Well the Army has changed the medic training, it has more trauma care and is extremely real. High tech training aids are key to make all medical care persons better able to handle emergency first aid in both the Army and Navy programs.

However, there still needs to be able to help the care givers deal with the death, injuries, and war. PTSD is something I did not fully understand, I thought I was going nuts and was afraid to get help. Today, we need to educate those that there will things that will happen and it is normal and here is what to look for.

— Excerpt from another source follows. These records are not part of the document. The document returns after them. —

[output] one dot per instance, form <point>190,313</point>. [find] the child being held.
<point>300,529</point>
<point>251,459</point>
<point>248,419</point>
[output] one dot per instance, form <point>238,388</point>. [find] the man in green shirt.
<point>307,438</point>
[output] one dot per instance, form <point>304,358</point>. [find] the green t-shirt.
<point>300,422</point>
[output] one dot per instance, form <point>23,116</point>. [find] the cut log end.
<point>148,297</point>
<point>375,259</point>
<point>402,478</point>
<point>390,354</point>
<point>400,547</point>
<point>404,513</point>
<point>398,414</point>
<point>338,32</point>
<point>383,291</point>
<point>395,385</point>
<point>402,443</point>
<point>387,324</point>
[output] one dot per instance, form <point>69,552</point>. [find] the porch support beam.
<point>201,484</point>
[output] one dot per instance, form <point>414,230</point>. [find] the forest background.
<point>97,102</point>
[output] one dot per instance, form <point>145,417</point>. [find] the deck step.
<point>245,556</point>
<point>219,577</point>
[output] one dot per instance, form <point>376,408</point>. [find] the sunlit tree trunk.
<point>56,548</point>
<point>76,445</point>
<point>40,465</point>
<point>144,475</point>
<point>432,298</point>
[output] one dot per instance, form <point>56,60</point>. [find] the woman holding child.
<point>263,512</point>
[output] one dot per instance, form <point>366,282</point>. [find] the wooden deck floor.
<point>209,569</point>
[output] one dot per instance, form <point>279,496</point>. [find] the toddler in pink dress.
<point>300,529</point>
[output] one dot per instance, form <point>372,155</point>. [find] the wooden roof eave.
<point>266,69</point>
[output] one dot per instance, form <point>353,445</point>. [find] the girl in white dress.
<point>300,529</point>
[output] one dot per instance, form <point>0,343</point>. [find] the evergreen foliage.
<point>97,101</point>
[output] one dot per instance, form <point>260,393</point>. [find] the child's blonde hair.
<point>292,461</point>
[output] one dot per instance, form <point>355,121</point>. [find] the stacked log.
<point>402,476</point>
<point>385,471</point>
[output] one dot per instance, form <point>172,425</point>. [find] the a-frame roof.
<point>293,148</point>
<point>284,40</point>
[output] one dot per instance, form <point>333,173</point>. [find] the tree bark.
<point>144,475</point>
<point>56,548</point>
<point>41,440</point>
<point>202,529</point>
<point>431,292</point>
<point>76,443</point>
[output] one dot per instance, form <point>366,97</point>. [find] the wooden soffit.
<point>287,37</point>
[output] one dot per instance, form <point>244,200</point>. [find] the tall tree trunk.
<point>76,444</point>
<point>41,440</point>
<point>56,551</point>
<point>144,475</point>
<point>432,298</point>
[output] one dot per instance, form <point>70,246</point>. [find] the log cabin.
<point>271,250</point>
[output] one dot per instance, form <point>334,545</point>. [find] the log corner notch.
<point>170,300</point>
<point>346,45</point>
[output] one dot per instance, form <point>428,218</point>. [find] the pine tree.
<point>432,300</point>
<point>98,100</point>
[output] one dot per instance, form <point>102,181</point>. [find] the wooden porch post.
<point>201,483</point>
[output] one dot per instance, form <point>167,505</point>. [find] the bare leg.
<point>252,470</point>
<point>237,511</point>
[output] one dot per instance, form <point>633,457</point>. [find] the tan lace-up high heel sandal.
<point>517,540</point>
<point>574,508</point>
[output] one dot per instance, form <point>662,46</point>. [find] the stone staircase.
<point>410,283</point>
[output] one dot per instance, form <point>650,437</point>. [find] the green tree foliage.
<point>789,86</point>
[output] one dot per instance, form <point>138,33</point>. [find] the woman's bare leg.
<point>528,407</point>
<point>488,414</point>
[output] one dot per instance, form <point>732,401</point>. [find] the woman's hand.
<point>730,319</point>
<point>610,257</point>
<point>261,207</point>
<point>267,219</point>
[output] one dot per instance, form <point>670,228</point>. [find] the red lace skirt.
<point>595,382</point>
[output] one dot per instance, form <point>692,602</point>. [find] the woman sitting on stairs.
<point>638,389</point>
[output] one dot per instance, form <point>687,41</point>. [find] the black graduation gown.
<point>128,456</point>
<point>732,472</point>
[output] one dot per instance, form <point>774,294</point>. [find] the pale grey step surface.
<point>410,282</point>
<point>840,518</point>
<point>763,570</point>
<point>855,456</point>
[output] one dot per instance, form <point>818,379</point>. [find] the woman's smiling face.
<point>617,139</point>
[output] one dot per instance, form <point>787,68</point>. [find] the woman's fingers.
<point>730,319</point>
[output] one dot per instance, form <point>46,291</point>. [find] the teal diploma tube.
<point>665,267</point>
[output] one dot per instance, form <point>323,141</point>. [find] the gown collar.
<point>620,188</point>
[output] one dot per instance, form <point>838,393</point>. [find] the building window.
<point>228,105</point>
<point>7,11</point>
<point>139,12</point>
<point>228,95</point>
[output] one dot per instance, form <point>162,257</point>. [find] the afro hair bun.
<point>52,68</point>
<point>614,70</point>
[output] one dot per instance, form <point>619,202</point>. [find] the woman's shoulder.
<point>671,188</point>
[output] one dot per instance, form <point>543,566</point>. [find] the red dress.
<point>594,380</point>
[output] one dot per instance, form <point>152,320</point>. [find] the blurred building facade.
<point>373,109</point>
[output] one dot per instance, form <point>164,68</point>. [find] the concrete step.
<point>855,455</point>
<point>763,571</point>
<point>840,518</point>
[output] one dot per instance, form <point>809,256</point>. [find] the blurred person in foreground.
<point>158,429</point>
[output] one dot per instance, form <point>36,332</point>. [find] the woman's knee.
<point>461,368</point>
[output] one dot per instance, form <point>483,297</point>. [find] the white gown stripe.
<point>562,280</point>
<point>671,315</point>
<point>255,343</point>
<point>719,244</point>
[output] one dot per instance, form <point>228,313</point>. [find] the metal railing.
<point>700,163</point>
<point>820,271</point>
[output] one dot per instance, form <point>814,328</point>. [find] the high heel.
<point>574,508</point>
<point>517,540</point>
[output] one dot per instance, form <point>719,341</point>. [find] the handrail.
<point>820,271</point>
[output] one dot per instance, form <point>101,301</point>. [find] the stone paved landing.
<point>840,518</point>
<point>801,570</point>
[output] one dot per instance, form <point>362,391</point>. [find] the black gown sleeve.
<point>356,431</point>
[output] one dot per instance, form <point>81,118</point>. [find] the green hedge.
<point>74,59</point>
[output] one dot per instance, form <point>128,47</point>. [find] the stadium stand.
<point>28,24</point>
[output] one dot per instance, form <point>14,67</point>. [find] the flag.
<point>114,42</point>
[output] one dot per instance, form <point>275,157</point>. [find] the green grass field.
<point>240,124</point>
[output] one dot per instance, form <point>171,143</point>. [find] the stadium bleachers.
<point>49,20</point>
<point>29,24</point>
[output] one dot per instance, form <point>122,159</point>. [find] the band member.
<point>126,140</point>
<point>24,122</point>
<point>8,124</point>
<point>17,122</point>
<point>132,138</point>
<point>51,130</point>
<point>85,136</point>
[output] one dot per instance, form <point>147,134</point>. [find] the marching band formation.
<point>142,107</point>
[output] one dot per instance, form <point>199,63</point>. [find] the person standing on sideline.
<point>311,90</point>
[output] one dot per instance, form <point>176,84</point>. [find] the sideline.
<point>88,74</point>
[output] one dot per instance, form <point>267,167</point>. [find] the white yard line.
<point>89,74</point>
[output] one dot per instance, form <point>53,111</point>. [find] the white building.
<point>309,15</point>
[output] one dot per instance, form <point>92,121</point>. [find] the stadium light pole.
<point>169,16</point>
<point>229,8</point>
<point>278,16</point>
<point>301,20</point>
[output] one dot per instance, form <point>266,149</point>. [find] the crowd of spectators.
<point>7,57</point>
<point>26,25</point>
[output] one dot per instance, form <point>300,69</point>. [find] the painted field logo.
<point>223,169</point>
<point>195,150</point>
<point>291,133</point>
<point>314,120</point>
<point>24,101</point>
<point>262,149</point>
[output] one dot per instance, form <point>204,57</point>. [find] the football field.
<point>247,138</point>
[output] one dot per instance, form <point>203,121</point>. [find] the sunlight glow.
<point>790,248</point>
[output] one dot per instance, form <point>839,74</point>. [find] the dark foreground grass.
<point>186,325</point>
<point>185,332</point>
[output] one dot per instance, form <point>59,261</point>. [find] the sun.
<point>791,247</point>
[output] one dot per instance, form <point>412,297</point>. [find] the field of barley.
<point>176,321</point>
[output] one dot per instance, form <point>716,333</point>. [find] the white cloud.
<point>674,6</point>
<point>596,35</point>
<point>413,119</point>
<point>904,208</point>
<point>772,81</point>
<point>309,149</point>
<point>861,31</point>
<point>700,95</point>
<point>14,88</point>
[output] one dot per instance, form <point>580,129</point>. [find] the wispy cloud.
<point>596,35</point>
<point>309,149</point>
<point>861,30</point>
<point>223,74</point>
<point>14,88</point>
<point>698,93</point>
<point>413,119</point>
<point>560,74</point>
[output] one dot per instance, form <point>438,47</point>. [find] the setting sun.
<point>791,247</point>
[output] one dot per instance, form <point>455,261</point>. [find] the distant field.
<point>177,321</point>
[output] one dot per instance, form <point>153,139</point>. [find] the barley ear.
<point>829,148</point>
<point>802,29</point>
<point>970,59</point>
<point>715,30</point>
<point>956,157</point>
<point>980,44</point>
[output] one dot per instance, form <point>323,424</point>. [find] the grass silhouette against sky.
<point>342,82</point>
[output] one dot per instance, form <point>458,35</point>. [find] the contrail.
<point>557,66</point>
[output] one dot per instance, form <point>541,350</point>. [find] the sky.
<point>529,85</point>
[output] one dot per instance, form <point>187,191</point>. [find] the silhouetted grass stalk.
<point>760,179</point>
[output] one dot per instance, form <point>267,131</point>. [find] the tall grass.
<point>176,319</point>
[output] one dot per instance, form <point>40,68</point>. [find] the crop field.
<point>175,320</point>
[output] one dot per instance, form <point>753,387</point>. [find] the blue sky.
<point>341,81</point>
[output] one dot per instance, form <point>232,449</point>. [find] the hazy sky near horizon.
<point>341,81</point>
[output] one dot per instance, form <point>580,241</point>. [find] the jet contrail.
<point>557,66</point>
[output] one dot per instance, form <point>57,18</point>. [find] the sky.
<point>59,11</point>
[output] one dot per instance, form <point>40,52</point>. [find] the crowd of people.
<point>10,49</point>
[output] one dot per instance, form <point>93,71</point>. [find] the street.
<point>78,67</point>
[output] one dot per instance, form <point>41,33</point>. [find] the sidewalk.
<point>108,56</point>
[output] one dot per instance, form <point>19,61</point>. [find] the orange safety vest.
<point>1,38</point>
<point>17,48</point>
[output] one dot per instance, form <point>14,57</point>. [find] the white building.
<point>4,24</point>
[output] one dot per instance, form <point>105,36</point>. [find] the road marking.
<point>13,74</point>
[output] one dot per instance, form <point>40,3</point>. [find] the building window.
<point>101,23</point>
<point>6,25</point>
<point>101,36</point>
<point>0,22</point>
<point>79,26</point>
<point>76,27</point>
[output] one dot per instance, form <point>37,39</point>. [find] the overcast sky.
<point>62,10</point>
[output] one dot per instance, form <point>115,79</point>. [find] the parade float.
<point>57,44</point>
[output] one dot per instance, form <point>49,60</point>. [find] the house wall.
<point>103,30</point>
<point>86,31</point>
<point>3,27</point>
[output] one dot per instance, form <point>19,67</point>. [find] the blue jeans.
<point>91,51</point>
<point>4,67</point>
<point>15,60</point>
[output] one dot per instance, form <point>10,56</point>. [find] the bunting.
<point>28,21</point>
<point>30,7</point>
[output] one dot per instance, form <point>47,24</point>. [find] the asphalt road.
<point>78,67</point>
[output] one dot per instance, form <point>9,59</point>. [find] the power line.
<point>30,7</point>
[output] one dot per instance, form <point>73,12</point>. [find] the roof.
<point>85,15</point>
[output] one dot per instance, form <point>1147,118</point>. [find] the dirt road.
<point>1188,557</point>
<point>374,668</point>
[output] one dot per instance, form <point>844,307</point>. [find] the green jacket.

Why is my PTSD different than Yours

SIGNS AND SYMPTOMS OF PTSD
--------------------------
Major signs and symptoms of PTSD in Vietnam veterans include
helplessness, survivor guilt, anger, isolation and estrangement,
low tolerance of frustration, severe loss of memory. The unique
aspects of these symptoms in medical personnel are described
below.

HELPLESSNESS. Many medical personnel still experience a feeling
of pervasive helplessness because of the futility of their efforts
to deal with an overwhelming wave of human casualties. Often
coupled with this feeling of helplessness is a lingering
preoccupation with death, which is sometimes manifested in somatic
symptoms.

SURVIVOR GUILT. Interviews with several medics, corpsmen, and
nurses indicate that the guilt common to many of the combat
soldiers who served in Vietnam takes a special form with health
personnel. Despite the incredible and heroic lifesaving acts they
performed almost daily, many are plagued by the feeling that what
they did was not enough. This sense of inadequacy is often seen
in those who performed triage duty, which carried with it the
probably consequence that someone would die so that others might
live (5). To react emotionally to that responsibility could
render one dysfunctional and incapable of performing essential
lifesaving duties. Becoming close to people could mean inevitable
pain, since the probability of losing them would be high. The
implications for subsequent psychic numbing and emotional
distancing are evident.

ANGER. Anger resulting from the Vietnam experience is probably
the most common denominator among Vietnam veterans(6). The degree
of anger varied among members of the medical profession whom we
studied. Some felt ill prepared for the experience and continue
to blame the military for inadequate training. Others felt the
frustration of not being able to retaliate or vent frustration as
some "grunts" (combat soldiers) were able to do. Some were not
authorized to carry weapons, despite the fact that a red cross was
often a prime target.
Anger also resulted from the fact that during their Vietnam
experience nurses, corpsmen, and medics performed lifesaving
techniques, including surgical procedures, that they were not
permitted to perform when they returned to the States. After
their return nurses often abandoned their profession in
disillusionment because they were not able to use the valuable
experience gained from trauma medicine in Vietnam. Medics
discovered that they would have to undergo additional training to
receive certification as emergency medical technicians.
It is interesting to note that medical personnel seemed to feel
less anger and resentment toward the Vietnamese people than did
some Vietnam veterans. That may be due to the fact that they had
more interaction with the Vietnamese culture on a personal basis
through such activities as medical civilian action patrols.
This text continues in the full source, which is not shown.